Dayton’s elected leaders this week raised some concerns about the process the police department have used to request this kind of help from outside federal authorities.
City officials said they have made changes to ensure requests are approved by the city manager.
“We are having significant issues and disagreements around the movement of the federal government,” said Dayton Mayor Nan Whaley. “I’m not comfortable with anybody but the city manager making that decision.”
On Wednesday night, Dayton City Commissioners Darryl Fairchild and Matt Joseph asked city management to talk about the police department’s decision to request air support from federal authorities during a racial justice protest.
Fairchild and Joseph said they were contacted by residents who were troubled by the flight.

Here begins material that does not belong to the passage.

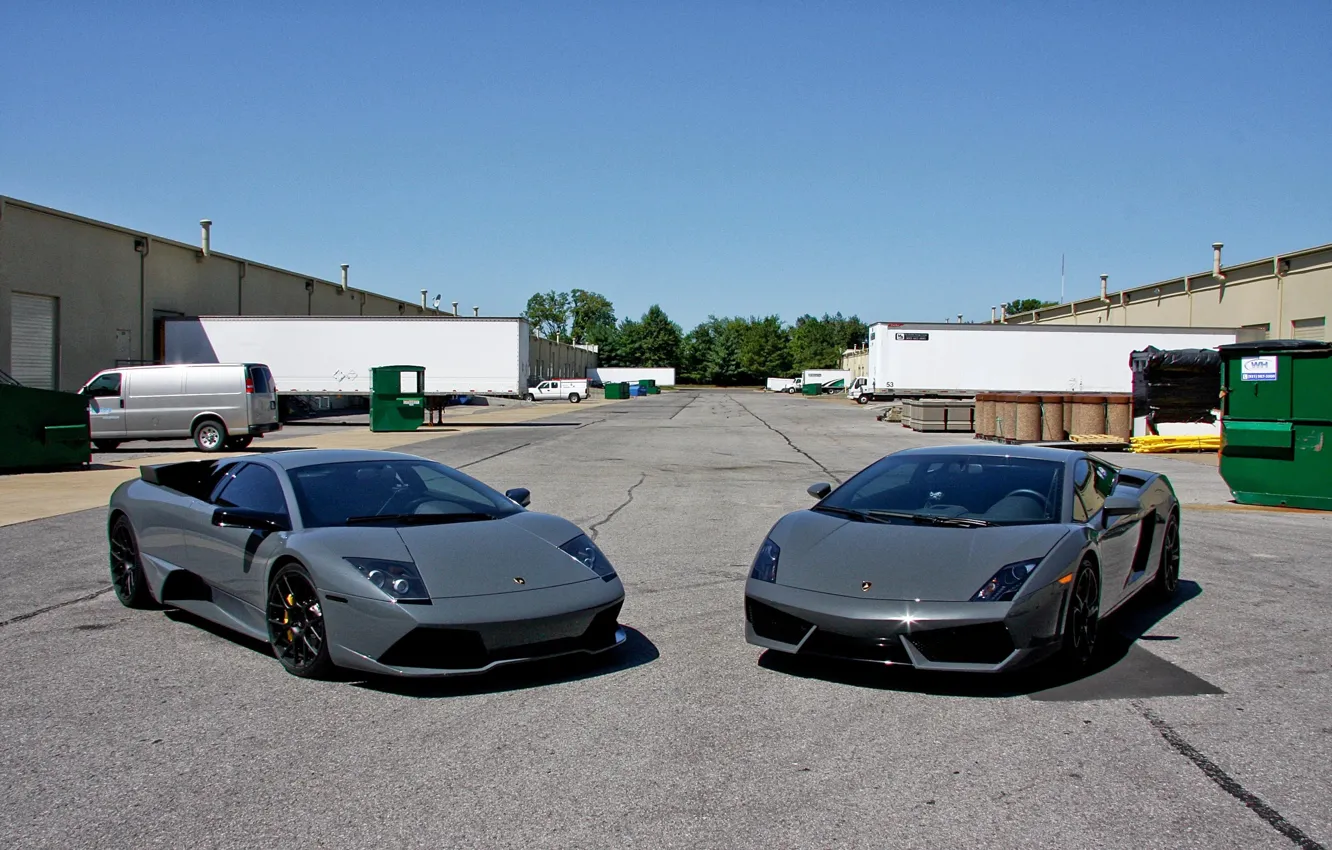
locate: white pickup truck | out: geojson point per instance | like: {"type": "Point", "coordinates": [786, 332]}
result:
{"type": "Point", "coordinates": [573, 389]}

Some people across the country have sharply criticized CBP officers for responding to anti-racism protests in Portland, Oregon, and other cities. They decried reports of federal agents, acting as “Trump’s troops,” using force against demonstrators.

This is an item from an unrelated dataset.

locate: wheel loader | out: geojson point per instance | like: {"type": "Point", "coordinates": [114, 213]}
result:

CBP officials say federal authorities are helping to stop looting, rioting and violent acts in Portland and elsewhere.
Deputy City Manager Joe Parlette said the Dayton Police Department has requested aerial support from various agencies four times in the last two years.

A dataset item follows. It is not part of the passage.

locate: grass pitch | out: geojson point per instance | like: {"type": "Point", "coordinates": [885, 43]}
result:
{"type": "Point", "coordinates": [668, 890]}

Last year, police requested air support during the annual St. Patrick’s Day celebration as well as during the KKK-affiliated hate rally in downtown, he said. The Ohio State Highway Patrol is usually the preferred agency of choice for this kind of assistance, he said.
On May 31, the second day of the Floyd protests, the city requested and received air support from the Butler County Sheriff, officials say.
On June 6, Dayton police requested air support from the Department of Homeland Security for a rally in Dayton that ended up being not as large as expected, and the helicopter was dismissed within an hour, Parlette said.
That day, about 300 people gathered in Courthouse Square and then marched through downtown and the Oregon District in a peaceful demonstration.
A week earlier, there were much larger protests downtown, and at times police and protesters clashed, with officers deploying chemical spray, tear gas and firing non-lethal ammunition.
Dayton police lieutenants and majors are authorized to make a request for air support, but senior command staff are consulted when that happens, Parlette said.
However, Parlette said city administration has instructed Dayton police Chief Richard Biehl to amend the process of requesting federal help.
From now on, he said, the requests must come from the chief or assistant chief, and they must receive the city manger’s approval.
Commissioner Joseph said sometimes the city will need federal help, like during the hate rally, which drew large crowds and there was potential for violence.
But he said there are other times when federal assistance is not wanted or needed, and he wants to make sure there is clear criteria for when it is appropriate to make that decision.
He said the city manager and commission need to know when the police department makes these requests and what exactly they ask for.
He said this is important because the federal government has “gone off the rails” in many ways, and the city needs to be careful how it works with and calls in federal authorities.
CBP said it provided aerial assistance for civil disturbances in 15 cities, which included surveillance by manned and unmanned aircraft. The agency’s aircraft were in flight nearly 230 hours, agency data show.
The draft document obtained by The Nation states that CBP received a request from the Dayton Police Department to provide transportation of Dayton police and “enhance” officer safety and situational awareness.
The Dayton-area collective of the Ohio National Lawyers Guild said Dayton’s request to the CBP indicates an ongoing intention to surveil people for expressing their support for the movement for Black liberation.
“The safety of the community, and especially organizers working in the movement for Black liberation, is jeopardized by the city’s request,” said the group, which describes itself as a loose collection of lawyers, legal workers and law students who provide legal support for political activists, protesters and movements for social change.
The collective says it wants the city to end all collaborations with the CBP and be transparent about how it requested the agency’s assistance in the past and how it makes requests in the future.
CBP told this newspaper that its aircraft’s on-board cameras cannot provide enough resolution or detail to identify people or vehicle license plate numbers.
The agency said, “These cameras can be used to discern rough details such as clothing color, the presence of a backpack, or in some cases whether an individual is carrying an unconcealed weapon that may pose a threat.”